The Transition of Croatian Elites from the Habsburg Monarchy to the Yugoslav State
Updated: December, 2020
Analysis of selected bibliography
Bibliography has been expanded mostly on the basis of remarks of the consultant Pieter Judson, with texts of the following authors and editors: Deborah Coen, Jan Surman, Waltraud Heindl, Heidrun Zettelbauer, Gabriella Hauch, Diethild Hüchtker, Fabio Giomi David F. Good, Margarete Grandner, Mary Jo Maynes, John Deak, Bojan Baskar.
Bibliography has also been updated with the most recent articles and books. Of course, in such a short period of time it is not possible to notice any major trends upon which the bibliography-analysis could be substantially renewed, but in regard to the historiography on Croatian and Yugoslav history, it is perhaps worth noticing that there are still opposing views and interpretations (e.g. Branka Prpa, Dragan Markovina, Stipe Kljajić). The big theme of the fall of the legacy of the Habsburg Monarchy is still in the focus of many researchers (e.g. quite recently Embers of Empire.., Paul Miller, Claire Morelon eds; the European project Negotiating post-imperial transitions: from remobilization to nation-state consolidation. A comparative study of local and regional transitions in post-Habsburg East and Central Europe https://cordis.europa.eu/project/rcn/213495_en.html).
When it comes to the specific themes of the Croatian elites and their transition from the Habsburg Monarchy to the Yugoslav state, the transition itself is still very poorly taken into consideration, but there is an interest in the history of nobility, mostly in individual families (e.g. Danijel Jelaš et. al. eds; Anamarija Kučan et al. eds) but also synthetical works (e.g. Daniel Lalić), or the ones that deal with the transition of nobility (Iskra Iveljić, Miha Preinfalk). One can still notice the overall shortage of works on other parts of elites that are the subject of our project, especially economic elite.
23.–24.11.2017, Graduiertenschule für Ost- und Südosteuropastudien, München
The dominant understanding of the end of WWI in Southeastern Europe is still marked by the emergence of nation states, rashly nationalizing institutions, space and people at the ruins of empires. The fall of empires certainly meant the end of a specific experience of state building and configuration, one based on the dominance of a metropolitan centre over peripheries that were ruled in a differentiated way. Although the empires turned to nationalizing themselves under the pressure of and challenge by the nation-state model, they still left a legacy that new nation states, also imperialising entities, could not easily dispose of.
With the new idea and legitimacy of statehood and the new, uniform and “homogeneous” states in the making, local societies had to face a period of transition, a systemic change that aimed at the profound reconfiguration of state and social relations. However, what seemed as a straightforward development at the general level did not necessarily mean a similar transformation (comprehensive and sustainable social change) for local and regional societies.
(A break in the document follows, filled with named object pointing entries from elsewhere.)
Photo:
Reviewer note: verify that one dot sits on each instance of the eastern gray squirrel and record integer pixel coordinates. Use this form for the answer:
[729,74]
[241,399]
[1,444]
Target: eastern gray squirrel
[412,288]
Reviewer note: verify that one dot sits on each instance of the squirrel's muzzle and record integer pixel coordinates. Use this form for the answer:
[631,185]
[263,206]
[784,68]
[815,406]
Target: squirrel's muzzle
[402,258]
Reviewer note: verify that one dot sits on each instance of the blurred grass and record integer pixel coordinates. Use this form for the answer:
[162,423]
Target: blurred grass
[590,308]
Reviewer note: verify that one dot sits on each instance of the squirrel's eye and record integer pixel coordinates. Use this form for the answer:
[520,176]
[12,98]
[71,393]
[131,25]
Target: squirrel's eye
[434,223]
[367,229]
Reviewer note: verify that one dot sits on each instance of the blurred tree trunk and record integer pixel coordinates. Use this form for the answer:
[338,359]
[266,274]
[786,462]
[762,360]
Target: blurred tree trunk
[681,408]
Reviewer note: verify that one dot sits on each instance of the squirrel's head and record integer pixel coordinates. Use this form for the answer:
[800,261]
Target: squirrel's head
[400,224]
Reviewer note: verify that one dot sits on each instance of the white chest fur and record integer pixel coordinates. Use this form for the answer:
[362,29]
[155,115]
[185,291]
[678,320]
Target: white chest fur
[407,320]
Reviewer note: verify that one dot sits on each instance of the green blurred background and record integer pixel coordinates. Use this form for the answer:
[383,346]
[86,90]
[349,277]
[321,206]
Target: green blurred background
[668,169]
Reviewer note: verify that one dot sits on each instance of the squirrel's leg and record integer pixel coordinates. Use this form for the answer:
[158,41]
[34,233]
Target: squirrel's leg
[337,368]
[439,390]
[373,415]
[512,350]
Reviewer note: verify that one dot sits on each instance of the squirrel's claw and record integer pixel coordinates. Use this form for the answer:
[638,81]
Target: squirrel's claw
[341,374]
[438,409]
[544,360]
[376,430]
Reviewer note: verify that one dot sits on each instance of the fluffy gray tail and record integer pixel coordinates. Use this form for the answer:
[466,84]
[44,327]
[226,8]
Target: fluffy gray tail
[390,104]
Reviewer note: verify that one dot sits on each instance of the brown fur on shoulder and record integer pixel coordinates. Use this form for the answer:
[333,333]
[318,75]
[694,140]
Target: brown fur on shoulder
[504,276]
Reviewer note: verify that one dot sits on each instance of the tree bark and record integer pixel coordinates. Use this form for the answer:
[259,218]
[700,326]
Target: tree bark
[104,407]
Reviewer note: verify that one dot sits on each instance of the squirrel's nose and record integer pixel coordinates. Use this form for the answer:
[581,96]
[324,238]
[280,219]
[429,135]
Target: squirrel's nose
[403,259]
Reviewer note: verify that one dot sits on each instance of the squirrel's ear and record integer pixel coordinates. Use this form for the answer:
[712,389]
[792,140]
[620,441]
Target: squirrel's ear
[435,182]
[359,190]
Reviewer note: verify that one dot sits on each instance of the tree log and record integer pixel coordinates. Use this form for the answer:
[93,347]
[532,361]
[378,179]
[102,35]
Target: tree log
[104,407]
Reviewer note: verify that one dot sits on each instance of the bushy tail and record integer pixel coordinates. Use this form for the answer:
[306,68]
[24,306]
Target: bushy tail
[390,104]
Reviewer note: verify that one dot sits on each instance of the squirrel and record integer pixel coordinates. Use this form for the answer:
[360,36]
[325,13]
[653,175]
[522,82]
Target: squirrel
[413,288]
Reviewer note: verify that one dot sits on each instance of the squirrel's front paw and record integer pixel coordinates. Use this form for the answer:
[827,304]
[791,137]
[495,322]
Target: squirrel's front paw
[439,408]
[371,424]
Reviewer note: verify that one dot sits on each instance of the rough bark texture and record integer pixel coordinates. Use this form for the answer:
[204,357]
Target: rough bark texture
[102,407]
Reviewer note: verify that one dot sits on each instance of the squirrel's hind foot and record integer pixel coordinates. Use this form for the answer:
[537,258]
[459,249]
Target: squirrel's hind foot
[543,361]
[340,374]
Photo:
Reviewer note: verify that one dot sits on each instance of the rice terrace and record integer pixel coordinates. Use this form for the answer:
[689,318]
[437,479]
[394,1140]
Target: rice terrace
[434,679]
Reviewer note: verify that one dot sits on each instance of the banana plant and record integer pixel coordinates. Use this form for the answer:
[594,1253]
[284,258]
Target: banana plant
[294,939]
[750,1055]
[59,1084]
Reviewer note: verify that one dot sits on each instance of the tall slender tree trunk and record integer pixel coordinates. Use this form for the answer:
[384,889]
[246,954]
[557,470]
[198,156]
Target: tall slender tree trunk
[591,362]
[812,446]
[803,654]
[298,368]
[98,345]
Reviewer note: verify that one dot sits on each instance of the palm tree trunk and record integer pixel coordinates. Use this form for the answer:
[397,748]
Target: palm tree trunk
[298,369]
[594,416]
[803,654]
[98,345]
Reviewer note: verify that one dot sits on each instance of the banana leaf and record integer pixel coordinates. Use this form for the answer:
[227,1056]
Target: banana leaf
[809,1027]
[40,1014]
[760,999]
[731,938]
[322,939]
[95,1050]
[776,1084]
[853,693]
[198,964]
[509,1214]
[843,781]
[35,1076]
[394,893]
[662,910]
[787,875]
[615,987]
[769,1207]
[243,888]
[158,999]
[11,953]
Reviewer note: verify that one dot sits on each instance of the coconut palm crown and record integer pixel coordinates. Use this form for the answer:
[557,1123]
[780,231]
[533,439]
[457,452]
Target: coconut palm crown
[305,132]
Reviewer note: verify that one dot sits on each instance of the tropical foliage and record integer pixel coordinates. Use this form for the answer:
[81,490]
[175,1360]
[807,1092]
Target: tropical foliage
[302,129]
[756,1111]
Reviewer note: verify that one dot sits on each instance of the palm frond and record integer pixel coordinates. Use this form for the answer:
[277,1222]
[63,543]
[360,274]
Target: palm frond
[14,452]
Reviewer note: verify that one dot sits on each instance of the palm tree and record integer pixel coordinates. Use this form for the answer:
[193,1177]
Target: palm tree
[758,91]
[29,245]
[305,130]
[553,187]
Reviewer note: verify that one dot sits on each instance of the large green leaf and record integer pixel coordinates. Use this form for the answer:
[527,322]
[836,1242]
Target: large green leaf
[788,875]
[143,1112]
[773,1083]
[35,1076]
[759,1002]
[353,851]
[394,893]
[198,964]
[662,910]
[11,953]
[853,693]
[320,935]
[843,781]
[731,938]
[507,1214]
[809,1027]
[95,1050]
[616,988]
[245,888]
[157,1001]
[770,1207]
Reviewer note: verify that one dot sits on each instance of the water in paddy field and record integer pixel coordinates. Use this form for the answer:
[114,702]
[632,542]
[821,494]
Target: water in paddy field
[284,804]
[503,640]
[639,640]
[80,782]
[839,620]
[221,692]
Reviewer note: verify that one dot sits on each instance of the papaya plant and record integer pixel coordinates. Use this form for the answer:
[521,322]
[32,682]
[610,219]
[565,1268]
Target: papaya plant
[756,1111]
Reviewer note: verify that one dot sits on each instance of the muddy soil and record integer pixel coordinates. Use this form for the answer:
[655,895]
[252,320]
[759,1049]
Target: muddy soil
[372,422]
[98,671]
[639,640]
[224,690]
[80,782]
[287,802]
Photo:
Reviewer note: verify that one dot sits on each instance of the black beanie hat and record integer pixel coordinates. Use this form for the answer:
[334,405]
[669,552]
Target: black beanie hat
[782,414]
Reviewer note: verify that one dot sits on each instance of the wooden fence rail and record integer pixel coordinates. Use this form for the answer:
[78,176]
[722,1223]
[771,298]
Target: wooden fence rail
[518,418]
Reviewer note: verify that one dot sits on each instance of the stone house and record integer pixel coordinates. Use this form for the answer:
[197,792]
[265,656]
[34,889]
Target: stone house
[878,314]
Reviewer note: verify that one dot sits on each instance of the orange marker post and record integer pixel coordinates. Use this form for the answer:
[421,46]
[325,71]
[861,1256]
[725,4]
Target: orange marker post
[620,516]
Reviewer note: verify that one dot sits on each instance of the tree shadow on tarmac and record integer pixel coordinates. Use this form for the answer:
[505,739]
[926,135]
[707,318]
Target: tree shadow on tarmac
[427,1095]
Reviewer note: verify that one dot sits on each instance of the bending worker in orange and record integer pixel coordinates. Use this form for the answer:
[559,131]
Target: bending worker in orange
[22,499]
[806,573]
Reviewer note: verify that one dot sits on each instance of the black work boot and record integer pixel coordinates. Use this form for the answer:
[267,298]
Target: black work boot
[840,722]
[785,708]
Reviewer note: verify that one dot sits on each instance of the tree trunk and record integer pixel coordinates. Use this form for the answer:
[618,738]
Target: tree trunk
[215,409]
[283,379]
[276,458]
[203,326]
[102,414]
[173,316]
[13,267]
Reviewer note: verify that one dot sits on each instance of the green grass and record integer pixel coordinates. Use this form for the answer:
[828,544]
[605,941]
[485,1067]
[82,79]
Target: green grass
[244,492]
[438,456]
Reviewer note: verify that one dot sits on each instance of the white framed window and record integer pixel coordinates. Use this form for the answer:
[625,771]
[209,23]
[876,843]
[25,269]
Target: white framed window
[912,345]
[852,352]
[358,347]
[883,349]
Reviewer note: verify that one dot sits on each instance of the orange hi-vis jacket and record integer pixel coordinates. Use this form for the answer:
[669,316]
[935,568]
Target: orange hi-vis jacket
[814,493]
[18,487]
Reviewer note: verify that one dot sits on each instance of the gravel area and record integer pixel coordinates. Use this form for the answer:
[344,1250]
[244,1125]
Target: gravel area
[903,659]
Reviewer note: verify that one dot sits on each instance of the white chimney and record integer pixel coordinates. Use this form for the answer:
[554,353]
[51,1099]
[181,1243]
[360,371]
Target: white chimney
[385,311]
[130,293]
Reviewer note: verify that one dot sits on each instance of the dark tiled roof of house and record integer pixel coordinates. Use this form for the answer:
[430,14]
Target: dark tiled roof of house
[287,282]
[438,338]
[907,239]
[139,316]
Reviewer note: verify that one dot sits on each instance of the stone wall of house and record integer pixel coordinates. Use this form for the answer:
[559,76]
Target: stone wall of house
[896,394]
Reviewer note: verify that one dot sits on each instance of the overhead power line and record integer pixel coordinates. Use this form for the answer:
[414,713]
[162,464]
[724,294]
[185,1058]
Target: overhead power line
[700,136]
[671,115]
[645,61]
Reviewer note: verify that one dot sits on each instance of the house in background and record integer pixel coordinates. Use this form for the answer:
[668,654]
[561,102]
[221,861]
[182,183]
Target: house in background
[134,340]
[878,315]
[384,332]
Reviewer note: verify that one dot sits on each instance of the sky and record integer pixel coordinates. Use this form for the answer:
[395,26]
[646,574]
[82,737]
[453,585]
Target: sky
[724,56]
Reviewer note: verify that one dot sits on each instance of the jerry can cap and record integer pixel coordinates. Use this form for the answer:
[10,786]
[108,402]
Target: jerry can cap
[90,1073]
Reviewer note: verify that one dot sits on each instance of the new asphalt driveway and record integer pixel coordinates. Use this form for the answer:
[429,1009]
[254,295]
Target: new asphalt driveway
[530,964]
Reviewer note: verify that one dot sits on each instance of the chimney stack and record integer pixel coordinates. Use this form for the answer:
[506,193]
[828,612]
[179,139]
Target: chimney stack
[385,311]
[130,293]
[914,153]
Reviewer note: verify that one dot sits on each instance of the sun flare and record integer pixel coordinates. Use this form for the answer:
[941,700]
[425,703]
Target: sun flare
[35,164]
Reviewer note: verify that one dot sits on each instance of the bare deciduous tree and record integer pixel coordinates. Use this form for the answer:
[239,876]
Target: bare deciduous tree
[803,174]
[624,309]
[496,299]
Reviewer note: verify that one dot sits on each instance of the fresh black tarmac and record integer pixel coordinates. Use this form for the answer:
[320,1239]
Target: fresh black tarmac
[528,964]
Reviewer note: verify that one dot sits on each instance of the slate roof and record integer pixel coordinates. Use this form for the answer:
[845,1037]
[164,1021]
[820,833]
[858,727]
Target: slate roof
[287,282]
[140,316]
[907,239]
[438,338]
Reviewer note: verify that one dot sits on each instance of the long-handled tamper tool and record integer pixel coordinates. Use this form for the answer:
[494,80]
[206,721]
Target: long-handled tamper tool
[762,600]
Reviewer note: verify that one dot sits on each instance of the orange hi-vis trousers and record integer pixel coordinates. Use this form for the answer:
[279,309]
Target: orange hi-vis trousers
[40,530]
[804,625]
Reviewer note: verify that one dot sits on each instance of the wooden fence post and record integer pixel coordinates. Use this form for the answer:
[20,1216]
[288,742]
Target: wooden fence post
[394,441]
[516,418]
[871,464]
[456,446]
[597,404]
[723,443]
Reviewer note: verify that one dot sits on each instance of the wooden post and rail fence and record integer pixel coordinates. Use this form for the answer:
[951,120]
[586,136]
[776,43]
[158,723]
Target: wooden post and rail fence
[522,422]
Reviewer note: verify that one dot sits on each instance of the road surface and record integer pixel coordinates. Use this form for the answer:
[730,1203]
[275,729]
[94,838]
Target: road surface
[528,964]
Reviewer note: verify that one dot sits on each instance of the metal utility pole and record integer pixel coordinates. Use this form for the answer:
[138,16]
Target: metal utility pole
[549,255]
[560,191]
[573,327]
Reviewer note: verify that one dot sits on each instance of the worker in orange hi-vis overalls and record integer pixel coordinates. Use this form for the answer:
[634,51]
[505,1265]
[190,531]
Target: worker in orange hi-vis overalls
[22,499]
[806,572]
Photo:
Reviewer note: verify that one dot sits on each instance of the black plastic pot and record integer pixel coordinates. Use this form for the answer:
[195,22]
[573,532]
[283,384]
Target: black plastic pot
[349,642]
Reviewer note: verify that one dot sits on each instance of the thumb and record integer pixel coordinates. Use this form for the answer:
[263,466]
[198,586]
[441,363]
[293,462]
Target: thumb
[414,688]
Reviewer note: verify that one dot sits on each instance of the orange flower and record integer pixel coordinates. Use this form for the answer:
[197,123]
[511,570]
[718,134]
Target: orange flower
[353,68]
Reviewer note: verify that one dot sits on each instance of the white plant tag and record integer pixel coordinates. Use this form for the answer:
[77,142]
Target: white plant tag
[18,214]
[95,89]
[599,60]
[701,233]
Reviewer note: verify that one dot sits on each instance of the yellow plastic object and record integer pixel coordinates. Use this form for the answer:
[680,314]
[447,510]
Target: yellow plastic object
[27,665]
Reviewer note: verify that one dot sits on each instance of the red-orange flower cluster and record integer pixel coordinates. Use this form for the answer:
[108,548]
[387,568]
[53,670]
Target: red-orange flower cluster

Uneven transition can be explained with a broad range of factors. Revealing how and why these were effective in certain cases and failed to have an effect on other ones is a key issue for understanding the transition process. Comparison of such disparate (or even similar) stories across space would allow for revealing these factors behind different local outcomes and paths of transition. The types of change in local societies, the potential to gain agency, the significance of the changes for individuals with varying social backgrounds are just a few of the many themes that can be brought to the fore when the focus rests on local cases and they are analysed through a comparative lens. Therefore, the conference attempts to bring together a wide range of case studies that present material for further comparisons and the comparative study of certain problems.